What is the lack of invariants problem?
The lack of invariants problem is that there is no 1:1 mapping between phonemes of language and their acoustic instantations. A certain phoneme may have a number of different wave forms but our brains are really good at distinghuishing one phoneme from another regardless of this.
Due to the lack of invariants problem, two theories cropped up to try and solve it. Name the theories, who proposed them and compare them - how do they compare, what are some strong points, what are some problems, …?
The theories are the auditory theory by Stevens and the motor theory by Liberman. Stevens states that the invariance is normalized by our systems in the auditory step. Liberman’s theory, on the other hand, states that there is no variability in the way we move our mouth and how we use our vocal tract. As such, listening is actually a process of subvocalisation (the listener silently articulates the sound s/he is hearing). The link between articulation and perception is much more direct than the link between the acoustic structure and perception. Steven’s theory is a more general model, which can be applied to all sensory modalities and focuses on perceptual normalization while Liberman’s is more language specific. Additionally, only Liberman’s motor theory of speech adresses the McGurk effect (listeners see ga, hear ba, report da) as it is the only theory in which our motor movement is relevant.

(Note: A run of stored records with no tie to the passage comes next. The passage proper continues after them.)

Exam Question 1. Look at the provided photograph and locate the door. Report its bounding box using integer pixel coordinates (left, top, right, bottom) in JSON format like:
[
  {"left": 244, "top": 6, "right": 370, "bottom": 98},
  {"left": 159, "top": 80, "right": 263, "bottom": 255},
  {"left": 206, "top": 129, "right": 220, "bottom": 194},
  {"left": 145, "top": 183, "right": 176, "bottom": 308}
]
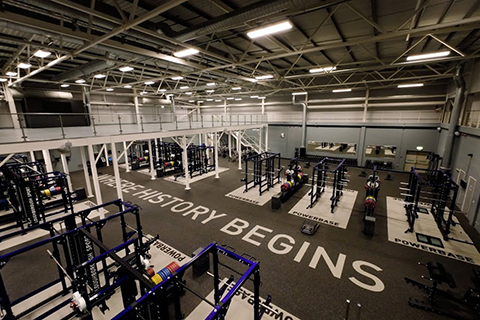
[{"left": 462, "top": 176, "right": 477, "bottom": 219}]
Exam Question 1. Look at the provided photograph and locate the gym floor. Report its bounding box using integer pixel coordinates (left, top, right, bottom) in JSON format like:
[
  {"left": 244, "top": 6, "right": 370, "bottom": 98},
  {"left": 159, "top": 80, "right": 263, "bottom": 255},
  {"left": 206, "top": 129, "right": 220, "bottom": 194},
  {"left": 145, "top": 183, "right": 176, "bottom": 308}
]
[{"left": 3, "top": 159, "right": 480, "bottom": 320}]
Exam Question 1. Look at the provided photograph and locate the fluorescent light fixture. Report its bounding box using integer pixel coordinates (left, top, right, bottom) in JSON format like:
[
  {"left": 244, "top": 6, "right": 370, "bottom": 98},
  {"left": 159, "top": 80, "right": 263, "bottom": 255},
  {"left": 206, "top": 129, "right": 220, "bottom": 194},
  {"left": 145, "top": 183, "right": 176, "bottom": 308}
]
[
  {"left": 407, "top": 51, "right": 450, "bottom": 61},
  {"left": 33, "top": 50, "right": 52, "bottom": 58},
  {"left": 255, "top": 74, "right": 273, "bottom": 80},
  {"left": 17, "top": 62, "right": 32, "bottom": 69},
  {"left": 118, "top": 66, "right": 133, "bottom": 72},
  {"left": 309, "top": 67, "right": 337, "bottom": 73},
  {"left": 397, "top": 83, "right": 423, "bottom": 88},
  {"left": 247, "top": 21, "right": 292, "bottom": 39},
  {"left": 173, "top": 48, "right": 198, "bottom": 58}
]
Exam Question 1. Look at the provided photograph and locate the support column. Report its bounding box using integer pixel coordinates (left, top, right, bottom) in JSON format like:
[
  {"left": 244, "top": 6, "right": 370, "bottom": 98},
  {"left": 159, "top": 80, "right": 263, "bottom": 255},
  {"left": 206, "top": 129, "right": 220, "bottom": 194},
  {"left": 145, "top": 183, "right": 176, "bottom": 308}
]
[
  {"left": 80, "top": 146, "right": 93, "bottom": 198},
  {"left": 181, "top": 133, "right": 190, "bottom": 190},
  {"left": 123, "top": 141, "right": 130, "bottom": 172},
  {"left": 88, "top": 143, "right": 105, "bottom": 210},
  {"left": 228, "top": 131, "right": 232, "bottom": 158},
  {"left": 265, "top": 124, "right": 268, "bottom": 152},
  {"left": 42, "top": 150, "right": 53, "bottom": 172},
  {"left": 111, "top": 142, "right": 123, "bottom": 200},
  {"left": 214, "top": 131, "right": 220, "bottom": 179},
  {"left": 3, "top": 82, "right": 20, "bottom": 129},
  {"left": 258, "top": 127, "right": 263, "bottom": 153},
  {"left": 362, "top": 88, "right": 370, "bottom": 122},
  {"left": 133, "top": 90, "right": 141, "bottom": 124},
  {"left": 148, "top": 140, "right": 156, "bottom": 180},
  {"left": 237, "top": 130, "right": 242, "bottom": 170},
  {"left": 60, "top": 153, "right": 73, "bottom": 192},
  {"left": 104, "top": 144, "right": 110, "bottom": 167}
]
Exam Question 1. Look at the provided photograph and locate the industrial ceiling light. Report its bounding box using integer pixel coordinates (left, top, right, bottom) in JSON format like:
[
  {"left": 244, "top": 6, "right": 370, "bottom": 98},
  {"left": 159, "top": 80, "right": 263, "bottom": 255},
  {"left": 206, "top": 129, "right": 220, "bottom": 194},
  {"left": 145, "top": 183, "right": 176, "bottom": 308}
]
[
  {"left": 309, "top": 67, "right": 337, "bottom": 73},
  {"left": 173, "top": 48, "right": 198, "bottom": 58},
  {"left": 255, "top": 74, "right": 273, "bottom": 80},
  {"left": 33, "top": 50, "right": 52, "bottom": 58},
  {"left": 247, "top": 21, "right": 292, "bottom": 39},
  {"left": 407, "top": 51, "right": 450, "bottom": 61},
  {"left": 118, "top": 66, "right": 133, "bottom": 72},
  {"left": 17, "top": 62, "right": 32, "bottom": 69},
  {"left": 397, "top": 83, "right": 423, "bottom": 88}
]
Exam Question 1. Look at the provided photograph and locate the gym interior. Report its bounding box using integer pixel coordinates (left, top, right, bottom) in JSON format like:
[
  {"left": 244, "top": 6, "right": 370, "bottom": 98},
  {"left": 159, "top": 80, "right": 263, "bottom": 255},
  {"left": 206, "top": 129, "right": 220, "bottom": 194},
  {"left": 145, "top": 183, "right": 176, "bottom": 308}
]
[{"left": 0, "top": 0, "right": 480, "bottom": 320}]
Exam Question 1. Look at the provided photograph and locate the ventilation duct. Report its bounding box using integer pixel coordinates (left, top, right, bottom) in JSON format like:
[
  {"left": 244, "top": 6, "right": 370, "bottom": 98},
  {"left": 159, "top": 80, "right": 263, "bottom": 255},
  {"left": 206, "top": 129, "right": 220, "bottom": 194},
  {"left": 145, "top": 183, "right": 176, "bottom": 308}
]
[
  {"left": 172, "top": 0, "right": 346, "bottom": 41},
  {"left": 52, "top": 60, "right": 115, "bottom": 82}
]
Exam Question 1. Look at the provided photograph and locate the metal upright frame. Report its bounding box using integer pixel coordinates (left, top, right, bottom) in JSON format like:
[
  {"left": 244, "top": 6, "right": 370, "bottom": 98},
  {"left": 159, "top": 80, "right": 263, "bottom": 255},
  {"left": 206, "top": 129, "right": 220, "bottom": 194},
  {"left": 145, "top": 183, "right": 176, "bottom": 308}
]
[{"left": 244, "top": 152, "right": 282, "bottom": 195}]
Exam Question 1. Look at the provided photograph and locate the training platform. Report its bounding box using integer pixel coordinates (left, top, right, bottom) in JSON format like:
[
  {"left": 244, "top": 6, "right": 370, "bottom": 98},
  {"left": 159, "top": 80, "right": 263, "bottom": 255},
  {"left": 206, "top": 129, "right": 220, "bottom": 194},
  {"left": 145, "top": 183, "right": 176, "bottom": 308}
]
[
  {"left": 163, "top": 167, "right": 229, "bottom": 185},
  {"left": 288, "top": 186, "right": 358, "bottom": 229},
  {"left": 0, "top": 200, "right": 108, "bottom": 250},
  {"left": 387, "top": 197, "right": 480, "bottom": 265},
  {"left": 225, "top": 184, "right": 281, "bottom": 206}
]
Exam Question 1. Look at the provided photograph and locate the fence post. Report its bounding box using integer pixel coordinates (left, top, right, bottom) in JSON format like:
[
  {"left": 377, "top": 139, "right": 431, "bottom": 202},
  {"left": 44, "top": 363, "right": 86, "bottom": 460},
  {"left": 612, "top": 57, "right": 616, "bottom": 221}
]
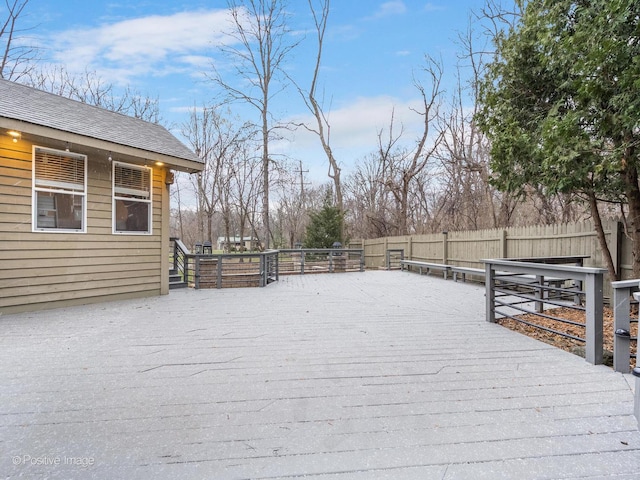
[
  {"left": 612, "top": 282, "right": 631, "bottom": 373},
  {"left": 585, "top": 273, "right": 603, "bottom": 365},
  {"left": 484, "top": 262, "right": 496, "bottom": 323}
]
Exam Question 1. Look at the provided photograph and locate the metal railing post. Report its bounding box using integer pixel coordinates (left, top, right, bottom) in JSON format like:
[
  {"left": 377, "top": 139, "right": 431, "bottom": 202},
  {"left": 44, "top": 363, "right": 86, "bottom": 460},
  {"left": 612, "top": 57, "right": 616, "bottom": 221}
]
[
  {"left": 584, "top": 273, "right": 603, "bottom": 365},
  {"left": 611, "top": 282, "right": 637, "bottom": 373},
  {"left": 485, "top": 262, "right": 496, "bottom": 323},
  {"left": 195, "top": 255, "right": 200, "bottom": 290},
  {"left": 633, "top": 368, "right": 640, "bottom": 428}
]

While Liberman’s theory circumvents the problem of finding acoustic invariants for sounds, minimizes the mechanisms used in production and perception and explains the McGurk effect, it has some problems. The first is allophonic variations (bad at discriminating allophones but good at producing distinguished ones) and also, infants cannot produce much but can perceive a lot of contrasts. Steven’s theory also has some problems because it does not adequately adress acoustic variability because it is more than just a power law transformation of intensity.
Fill in.
Syntactic parsing obeys the —————– principle, which states that me make decisions immediately as we encounter each word.
Syntactic parsing obeys the immediacy principle, which states that me make decisions immediately as we encounter each word.
Answer and explain.
Linguistic elements have two syntactic levels. What are the levels?
Linguistic elements have:
* a deep level (syntax)
* surface level (what we see/hear)
Describe incremental structure building
We process sentences bit by bit and during that, we build a structure. The first two things we hear form a constituent - the background against which ou evaluate new information. We have a constituent, ‘the actor’, then you get a new one, the first gets destroyed and a new, bigger one is formed. Because whenever we encounter things in language, we have to understand the thematic roles. When we speak, language comprehension is exactly this, ‘who does what to who’. This is repeated until the sentence is spoken.